Saturday, December 13, 2025

Why I am a Platonist and you should be too

Plato thought that there were things that we could learn about the world.  He thought that if we had enough time and patience and the right collaborators, everything would eventually become clear.  His faith was less ontological and more social than the caricature that we call "Platonism" today.  He used myths and metaphors as a backdrop to the main event of his philosophy, which is dialectic, an essentially social activity.   His faith was simply that there were things to know and that we could learn together by talking to each other.

The static, absolutist mindset traditionally associated with Platonism doesn't follow from this faith.  Kant's argument that what we can learn is conditioned by us as much as it is about the world that we inhabit is completely consistent with Plato's faith.  What we need is dialectic, not mysticism.  We need analysis and self-criticism, not a fixed view of the world.

What worries me now is that while those on the Norvig side of the Norvig-Chomsky debate call their opponents, "Platonists" it is in fact they who lead us down the static, mindless path.   

When the Internet was first really taking off,  I had a friend who was incredible at finding and sharing via email an amazingly curated set of links and messages.  He knew what kinds of things interested me and the other recipients of his blasts.  We talked about things.  My initial reactions were often negative and sometimes I felt like I was wasting time looking at his "feed" (word did not exist back then), but equally often I found that what initially just annoyed me ended up leading me into discussions and ideas that changed my way of thinking.

Now we are subject to algorithms that look at where we live, what we click on and a random set of demographic and / or personal financial data about us.  Nothing that knows us in any real sense.  Still, the algorithm will select stuff that is better than a random selection of articles for you to look at.

In both cases, you get a feed.  In the first case, the feed is part of a conversation with an intelligent narrative underneath it.  The second is a black box.  As you provide more data, the algorithm will increase its likelihood of giving you things that you like.

Now think about what happens over time in these two scenarios.  In the ongoing human dialog, your personal growth is supported by the conversation and the conversation is enriched as a result.  You get challenged by new ideas, some of which seem odd or dissonant to you.  Sometimes you end up annoyed, but sometimes you learn.  Plato would be happy as the virtuous cycle of dialectic and dialog continues.

In the second scenario, what you are fed is conditioned by what you will like.  You are rarely challenged and you settle into a static world view.  Plato would not be happy as he watches you fall into a vicious cycle to become a non-thinking absolutist.

The current state of AI is really bringing the Chomsky-Norvig debate back to the center.  Frederick Jelinek's famous quote "every time I fire a linguist my models get better" lifts today to "every time I fire a theorist my models get better" across all kinds of domains.  Do we even need scientists any more?  

Plato - and I - would say we absolutely do.  But the reason isn't that we can make better predictions, discover patterns and relationships that we didn't know about before or even generate new theories or prove new mathematical theorems faster than AI can.  The reason is that our collaboratively developed shared understanding of the world, woven into the conceptual narrative that we call "science" is essential to who we are as a species.  The dialectical process that builds fragile consensus, sustains it for a while, then drives paradigm shift is not primarily an engineering optimization.

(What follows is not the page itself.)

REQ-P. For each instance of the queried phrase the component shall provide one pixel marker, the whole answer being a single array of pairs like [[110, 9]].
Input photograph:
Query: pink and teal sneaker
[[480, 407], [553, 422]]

It is a human social activity.   AI can absolutely obliterate humans when you cook it down to loss functions.  But that is completely missing the point of science.  Our innate desire is to understand.  Ability to predict and control is a side effect, not the primary goal of science.

The recent stalling of progress in AI has some people saying that what we need are "world models."  While this supports my argument and on the surface looks like "Platonism" in the caricature sense, I think we have to blow up the whole idea of static "models."  Again, science, art, and culture are all dynamic social activities.  Do we want these activities to be driven by algorithms with whatever-first-worked loss functions leading the way, or do we want things to be driven by human interactions?  Plato would see the former as like letting the Sophists lead culture and philosophy.  The problem, as Plato so clearly put it, is that when you let the sycophant-engines run unbridled, those pulling back toward real engagement end up "judged like a doctor brought before a jury of children with a cook as prosecutor" (Gorgias 492e).

The easy response to my challenge above is that we should just look at AI as another great "conversant" or "partner."  We can have it both ways - rapidly accelerated "progress" while somehow keeping the humans in charge.   At some level, I agree with that.  But a lot of discipline is going to be required.  Most importantly, we need to stay engaged and focused on significant culturally generative activities.  That means sustaining the drive to understand and to build shared understanding collaboratively.  That is what Plato tells us to do.

OK, as the old Greek was fond of ending things, let us be going.